Banking, finance, and taxes

Green Dot Secondary, Maybe 'Good Dilution' (GDOT)

Green Dot Corporation (NYSE: GDOT) has been one of the better IPO outcomes for 2010. It was just on July 21, 2010 that the prepaid credit card company sold 4.6 million shares at $36.00 per share.  That was above a 4.2 million share offering first noted and above the $32 to $35 per share price target.  What was odd was that it was all executives and insiders who sold shares ate the IPO and none of the IPO proceeds went to the company itself.  Now the company has filed for a secondary offering.  That was fast, extremely fast.

The public secondary offering will consist of another 4,269,051 shares of common stock.  As in the IPO, all shares are being sold by existing holders and none of the proceeds will end up in Green Dot’s coffers.

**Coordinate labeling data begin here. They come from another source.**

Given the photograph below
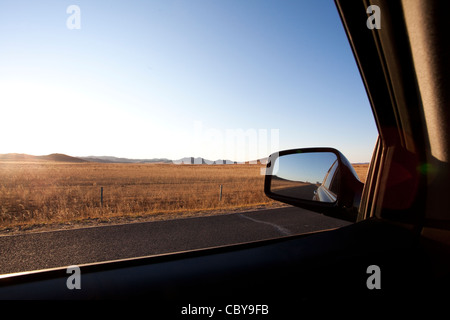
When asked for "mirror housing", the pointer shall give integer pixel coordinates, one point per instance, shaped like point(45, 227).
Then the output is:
point(346, 197)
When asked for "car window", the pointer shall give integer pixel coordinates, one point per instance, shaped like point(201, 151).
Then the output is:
point(133, 128)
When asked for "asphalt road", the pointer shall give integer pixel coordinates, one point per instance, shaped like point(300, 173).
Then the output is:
point(52, 249)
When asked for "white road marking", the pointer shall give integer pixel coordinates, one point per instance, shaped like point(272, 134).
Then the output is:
point(282, 230)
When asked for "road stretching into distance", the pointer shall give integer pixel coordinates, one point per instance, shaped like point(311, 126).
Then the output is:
point(51, 249)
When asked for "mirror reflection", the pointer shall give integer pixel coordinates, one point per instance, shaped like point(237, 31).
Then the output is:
point(306, 176)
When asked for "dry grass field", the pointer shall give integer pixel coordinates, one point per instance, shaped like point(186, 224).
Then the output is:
point(45, 193)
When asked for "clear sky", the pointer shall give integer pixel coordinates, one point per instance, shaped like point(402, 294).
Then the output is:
point(234, 79)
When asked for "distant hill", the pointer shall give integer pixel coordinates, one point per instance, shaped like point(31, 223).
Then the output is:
point(59, 157)
point(109, 159)
point(51, 157)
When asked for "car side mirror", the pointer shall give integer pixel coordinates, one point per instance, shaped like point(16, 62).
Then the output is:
point(317, 179)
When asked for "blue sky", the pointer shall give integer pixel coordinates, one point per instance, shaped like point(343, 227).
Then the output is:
point(233, 79)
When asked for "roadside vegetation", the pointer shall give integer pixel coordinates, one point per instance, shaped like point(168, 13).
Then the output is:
point(47, 193)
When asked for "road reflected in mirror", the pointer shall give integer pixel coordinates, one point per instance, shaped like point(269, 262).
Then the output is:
point(306, 176)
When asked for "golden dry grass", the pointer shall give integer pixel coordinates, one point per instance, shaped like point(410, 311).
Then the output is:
point(55, 192)
point(51, 192)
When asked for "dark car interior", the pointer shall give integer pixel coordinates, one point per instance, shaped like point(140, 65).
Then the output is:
point(402, 225)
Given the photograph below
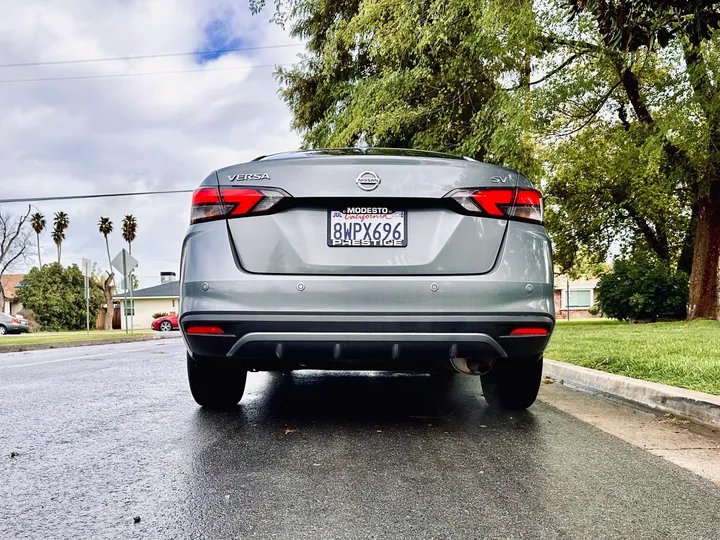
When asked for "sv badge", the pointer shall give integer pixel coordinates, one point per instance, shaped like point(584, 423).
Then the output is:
point(248, 176)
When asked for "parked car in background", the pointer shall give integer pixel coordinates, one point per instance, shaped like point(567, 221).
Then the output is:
point(12, 325)
point(165, 323)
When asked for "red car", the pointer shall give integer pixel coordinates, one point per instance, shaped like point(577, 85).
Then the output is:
point(165, 324)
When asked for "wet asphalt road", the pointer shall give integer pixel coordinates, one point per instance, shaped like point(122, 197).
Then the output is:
point(104, 434)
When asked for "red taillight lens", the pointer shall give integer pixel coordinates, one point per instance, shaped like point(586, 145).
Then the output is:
point(206, 204)
point(204, 330)
point(523, 204)
point(211, 203)
point(529, 332)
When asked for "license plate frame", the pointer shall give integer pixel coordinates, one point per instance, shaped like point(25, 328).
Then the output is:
point(376, 217)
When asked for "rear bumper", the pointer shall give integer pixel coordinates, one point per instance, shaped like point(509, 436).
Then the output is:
point(14, 328)
point(381, 341)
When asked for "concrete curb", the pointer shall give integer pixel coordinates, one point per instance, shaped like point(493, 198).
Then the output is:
point(81, 343)
point(695, 406)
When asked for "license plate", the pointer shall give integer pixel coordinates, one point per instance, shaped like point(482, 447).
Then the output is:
point(360, 226)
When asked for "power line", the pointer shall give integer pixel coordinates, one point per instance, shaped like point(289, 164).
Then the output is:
point(147, 56)
point(118, 75)
point(93, 196)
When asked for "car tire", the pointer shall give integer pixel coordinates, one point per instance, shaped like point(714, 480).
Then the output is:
point(513, 384)
point(216, 383)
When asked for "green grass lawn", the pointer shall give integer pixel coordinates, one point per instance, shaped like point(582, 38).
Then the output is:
point(677, 353)
point(57, 337)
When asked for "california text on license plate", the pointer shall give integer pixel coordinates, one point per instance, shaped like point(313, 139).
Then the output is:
point(367, 226)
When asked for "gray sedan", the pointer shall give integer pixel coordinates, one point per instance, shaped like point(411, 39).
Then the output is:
point(12, 325)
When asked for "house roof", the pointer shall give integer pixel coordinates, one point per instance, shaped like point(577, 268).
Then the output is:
point(165, 290)
point(9, 282)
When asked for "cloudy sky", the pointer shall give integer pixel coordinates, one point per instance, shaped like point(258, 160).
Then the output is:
point(139, 133)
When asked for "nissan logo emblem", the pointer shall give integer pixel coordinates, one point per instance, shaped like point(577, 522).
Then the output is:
point(368, 181)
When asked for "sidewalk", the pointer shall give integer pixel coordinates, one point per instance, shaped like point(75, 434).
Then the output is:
point(695, 406)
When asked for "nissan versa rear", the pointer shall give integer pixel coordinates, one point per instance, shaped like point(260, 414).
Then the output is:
point(376, 259)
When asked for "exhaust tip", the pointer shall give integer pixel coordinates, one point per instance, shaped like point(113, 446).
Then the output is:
point(472, 366)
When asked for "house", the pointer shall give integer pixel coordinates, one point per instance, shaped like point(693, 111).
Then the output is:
point(163, 298)
point(10, 283)
point(582, 297)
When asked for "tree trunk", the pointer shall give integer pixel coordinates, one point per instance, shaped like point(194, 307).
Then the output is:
point(704, 293)
point(688, 246)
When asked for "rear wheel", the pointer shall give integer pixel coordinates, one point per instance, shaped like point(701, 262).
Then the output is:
point(513, 384)
point(216, 383)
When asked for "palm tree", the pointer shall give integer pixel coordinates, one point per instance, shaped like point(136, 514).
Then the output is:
point(129, 230)
point(105, 227)
point(60, 223)
point(37, 220)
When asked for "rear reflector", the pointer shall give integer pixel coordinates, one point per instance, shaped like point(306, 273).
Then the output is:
point(204, 330)
point(529, 332)
point(213, 203)
point(523, 204)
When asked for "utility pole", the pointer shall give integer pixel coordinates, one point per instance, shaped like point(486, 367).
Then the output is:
point(87, 264)
point(567, 295)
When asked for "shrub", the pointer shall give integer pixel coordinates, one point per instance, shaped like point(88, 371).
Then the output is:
point(643, 288)
point(56, 296)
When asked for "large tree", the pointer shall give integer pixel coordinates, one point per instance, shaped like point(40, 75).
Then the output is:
point(37, 220)
point(412, 74)
point(61, 222)
point(616, 99)
point(56, 296)
point(105, 226)
point(684, 35)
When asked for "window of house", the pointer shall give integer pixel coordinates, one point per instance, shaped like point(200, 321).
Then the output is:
point(579, 298)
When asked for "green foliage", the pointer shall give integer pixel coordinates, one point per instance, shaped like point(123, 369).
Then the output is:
point(431, 75)
point(56, 296)
point(675, 353)
point(643, 288)
point(612, 106)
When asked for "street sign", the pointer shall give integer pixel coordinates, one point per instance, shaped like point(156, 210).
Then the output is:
point(87, 270)
point(86, 267)
point(126, 266)
point(124, 262)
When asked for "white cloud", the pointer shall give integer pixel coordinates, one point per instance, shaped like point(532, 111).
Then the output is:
point(133, 133)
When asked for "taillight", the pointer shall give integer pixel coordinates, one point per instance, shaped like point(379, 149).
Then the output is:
point(529, 332)
point(205, 330)
point(213, 203)
point(524, 204)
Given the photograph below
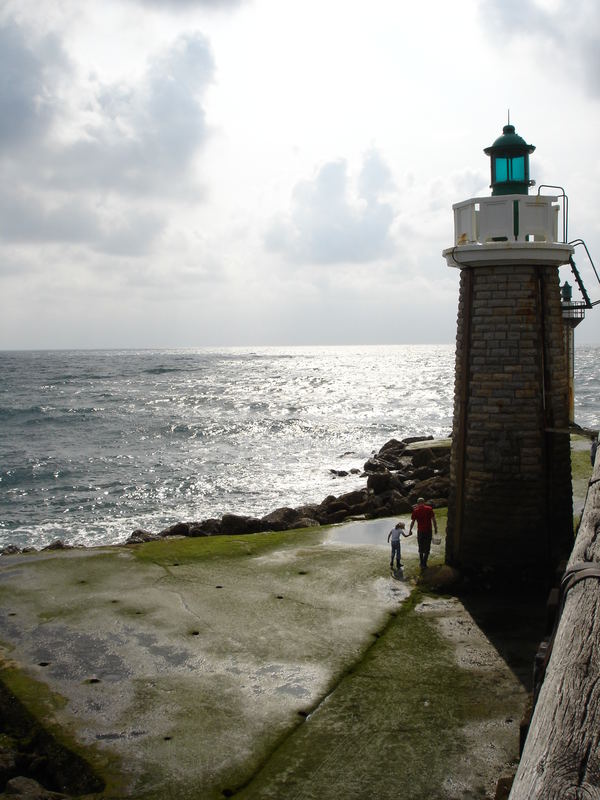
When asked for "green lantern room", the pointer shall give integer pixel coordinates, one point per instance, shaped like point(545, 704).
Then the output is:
point(510, 163)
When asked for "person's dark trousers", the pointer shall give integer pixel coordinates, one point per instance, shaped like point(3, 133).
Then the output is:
point(424, 541)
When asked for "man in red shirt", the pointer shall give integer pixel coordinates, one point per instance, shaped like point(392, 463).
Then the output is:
point(424, 516)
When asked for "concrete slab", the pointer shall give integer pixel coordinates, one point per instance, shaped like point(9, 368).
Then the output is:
point(178, 666)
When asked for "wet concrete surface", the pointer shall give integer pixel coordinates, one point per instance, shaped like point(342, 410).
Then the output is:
point(278, 665)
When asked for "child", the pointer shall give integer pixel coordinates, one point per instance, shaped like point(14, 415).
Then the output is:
point(394, 535)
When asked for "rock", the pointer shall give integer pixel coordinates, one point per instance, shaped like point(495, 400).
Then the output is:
point(427, 455)
point(179, 529)
point(390, 504)
point(441, 577)
point(8, 764)
point(422, 473)
point(393, 445)
point(58, 544)
point(308, 511)
point(413, 439)
point(306, 522)
point(438, 487)
point(282, 519)
point(354, 498)
point(374, 465)
point(22, 788)
point(234, 524)
point(208, 527)
point(379, 482)
point(139, 536)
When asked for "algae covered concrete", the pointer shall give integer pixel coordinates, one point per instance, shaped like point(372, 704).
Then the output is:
point(266, 666)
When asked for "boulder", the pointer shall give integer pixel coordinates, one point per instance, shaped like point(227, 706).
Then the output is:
point(390, 504)
point(58, 544)
point(422, 473)
point(374, 465)
point(354, 498)
point(305, 522)
point(139, 536)
point(380, 482)
point(208, 527)
point(428, 455)
point(414, 439)
point(8, 764)
point(282, 519)
point(179, 529)
point(22, 788)
point(437, 487)
point(234, 524)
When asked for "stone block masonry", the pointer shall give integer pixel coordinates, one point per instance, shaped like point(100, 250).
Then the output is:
point(510, 505)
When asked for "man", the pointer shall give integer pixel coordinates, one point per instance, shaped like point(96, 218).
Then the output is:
point(424, 517)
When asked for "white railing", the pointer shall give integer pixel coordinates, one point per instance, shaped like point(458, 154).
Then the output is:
point(511, 217)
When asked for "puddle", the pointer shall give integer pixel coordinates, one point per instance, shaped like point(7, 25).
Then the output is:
point(372, 531)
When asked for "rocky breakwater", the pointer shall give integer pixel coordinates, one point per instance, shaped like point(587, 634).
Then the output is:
point(396, 476)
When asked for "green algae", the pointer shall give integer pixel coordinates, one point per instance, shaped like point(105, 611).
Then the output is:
point(397, 716)
point(171, 552)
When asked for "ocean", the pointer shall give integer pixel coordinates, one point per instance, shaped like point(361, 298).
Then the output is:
point(94, 444)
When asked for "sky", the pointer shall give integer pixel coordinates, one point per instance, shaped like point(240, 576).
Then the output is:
point(199, 173)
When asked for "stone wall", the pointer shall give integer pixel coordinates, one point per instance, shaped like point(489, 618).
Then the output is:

J.P. Morgan and Morgan Stanley will act as joint book-running managers for the offering, and the group will have a 30-day overallotment option to purchase up to an additional 426,904 shares of common stock from the shareholders.

Green Dot has never traded anywhere close to its IPO pricing.  The post-IPO range this year was $47.01 to $59.80, and the stock closed at $59.71 today.

The after-hours reaction has shares trading down almost 3% around $58.00.  This is one of those drops that might feel like a win considering that it is close to a doubling of the float.

Perhaps the explanation is as simple as this sort of dilution is actually ‘good dilution’ if you can say that.  One issue around the stock is that the free float of shares is actually just too small for any investors to get really get their hands on.  The average volume is only about 70,000 shares per day.  Maybe this offering will allow Green Dot’s free float and average share volume to more adequately reflect how it has performed.